Two kinds of science:

"A well-known German chemist, W. Ostwald, once wrote a book on the two types of scientist he considered to be representative of alternate ways of doing science; he called them the ‘romantics’ and the ‘classics’. The romantics were the more extraverted, creative types of scientist, constantly producing new ideas, innovative and original; the classical type of scientist was more likely to be introverted, concentrating on single issues, and trying to achieve perfect closure. This theme was taken up by the German psychiatrist, E. Kretschmer, in his book on genius. Following his theories of personality and body build, he postulated two extreme types of genius, the cyclothyme (extraverted) and the schizothyme (introverted). His description of these two types is not too dissimilar to that given by Ostwald.
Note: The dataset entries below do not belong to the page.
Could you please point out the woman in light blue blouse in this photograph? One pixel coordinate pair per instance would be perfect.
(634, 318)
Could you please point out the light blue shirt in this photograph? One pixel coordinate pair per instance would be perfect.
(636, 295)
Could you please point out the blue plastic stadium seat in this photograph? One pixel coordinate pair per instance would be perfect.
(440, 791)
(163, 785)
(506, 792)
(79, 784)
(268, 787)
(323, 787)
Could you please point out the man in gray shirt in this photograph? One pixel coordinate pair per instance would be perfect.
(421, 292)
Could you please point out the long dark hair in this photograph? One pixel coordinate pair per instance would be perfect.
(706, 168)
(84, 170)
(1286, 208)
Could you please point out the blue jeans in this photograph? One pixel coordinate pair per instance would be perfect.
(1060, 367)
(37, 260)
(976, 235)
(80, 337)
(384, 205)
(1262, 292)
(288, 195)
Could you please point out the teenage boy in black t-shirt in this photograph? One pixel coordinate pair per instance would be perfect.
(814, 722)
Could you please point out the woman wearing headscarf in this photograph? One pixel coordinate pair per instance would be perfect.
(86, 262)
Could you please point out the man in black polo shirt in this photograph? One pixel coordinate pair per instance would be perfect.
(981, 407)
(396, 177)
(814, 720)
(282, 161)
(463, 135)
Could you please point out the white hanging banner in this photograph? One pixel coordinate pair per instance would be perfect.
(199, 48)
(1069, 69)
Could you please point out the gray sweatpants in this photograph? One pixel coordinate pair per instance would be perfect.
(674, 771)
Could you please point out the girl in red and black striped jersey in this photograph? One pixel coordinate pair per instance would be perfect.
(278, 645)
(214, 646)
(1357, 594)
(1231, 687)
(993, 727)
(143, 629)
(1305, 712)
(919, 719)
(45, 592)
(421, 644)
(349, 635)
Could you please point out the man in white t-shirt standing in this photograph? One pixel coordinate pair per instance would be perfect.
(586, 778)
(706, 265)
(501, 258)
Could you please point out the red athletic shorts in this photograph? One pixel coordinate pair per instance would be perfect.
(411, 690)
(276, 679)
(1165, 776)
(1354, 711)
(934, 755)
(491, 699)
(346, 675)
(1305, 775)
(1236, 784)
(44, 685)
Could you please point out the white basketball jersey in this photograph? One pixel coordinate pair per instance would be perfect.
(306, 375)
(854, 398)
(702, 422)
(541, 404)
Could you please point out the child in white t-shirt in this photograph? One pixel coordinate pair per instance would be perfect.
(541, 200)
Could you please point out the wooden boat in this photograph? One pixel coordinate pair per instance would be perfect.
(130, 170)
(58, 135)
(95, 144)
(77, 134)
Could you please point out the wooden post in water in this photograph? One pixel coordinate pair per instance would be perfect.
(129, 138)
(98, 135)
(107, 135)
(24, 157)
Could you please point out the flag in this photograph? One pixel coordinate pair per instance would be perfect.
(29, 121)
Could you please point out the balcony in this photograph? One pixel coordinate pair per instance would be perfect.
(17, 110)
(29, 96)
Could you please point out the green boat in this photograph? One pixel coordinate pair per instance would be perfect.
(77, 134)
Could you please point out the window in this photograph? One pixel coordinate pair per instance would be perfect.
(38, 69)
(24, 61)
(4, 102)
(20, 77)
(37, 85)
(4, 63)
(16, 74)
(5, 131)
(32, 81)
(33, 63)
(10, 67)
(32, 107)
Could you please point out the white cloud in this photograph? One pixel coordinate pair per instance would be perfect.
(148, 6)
Last but not least, we have the distinction made by the philosopher of science, Thomas S. Kuhn, whose theories postulate a clear-cut division between ordinary science and revolutionary science, with the former resembling Ostwald’s classical and Kretschmer’s schizothyme types, and the latter Oswald’s romantic and Kretschmer’s psychothyme types.
Clearly my own contribution has been of the romantic, cyclothyme, revolutionary variety, and this perhaps inevitably had led to a considerable amount of misunderstanding and controversy escalating in the manner described above to physical assaults and verbal misrepresentations."


"The fact that I am, as it were, on the ‘revolutionary’ side of science, rather than the ‘ordinary’ side, immediately suggests that while my contributions may be original in many ways, they are unlikely to be correct in every detail. It is, as Kuhn has pointed out, characteristic of revolutionary ideas that at the time they arise they have comparatively little support, they confront an established array of facts which have to be reinterpreted (not always to the delight of those who have worked with them along traditional lines!), and they are liable to change very quickly under the impact of the new facts that are being unearthed as a result of the presentation of the new theories. I never had any illusions that the new ideas I was putting forward, and the new theories I was elaborating, would be ‘correct’ even in the rather limited sense which philosophy allows to apply to scientific theories. They were usually, if not always, in the right direction, part of what Imre Lakatos, a well-known philosopher of science, called ‘a progressive problem shift’, as opposed to a ‘degenerative problem shift’, i.e., programmes of research that advance knowledge, rather than programmes of research that fight a rear-guard action by ad hoc explanations of anomalies which proved destructive to the programme."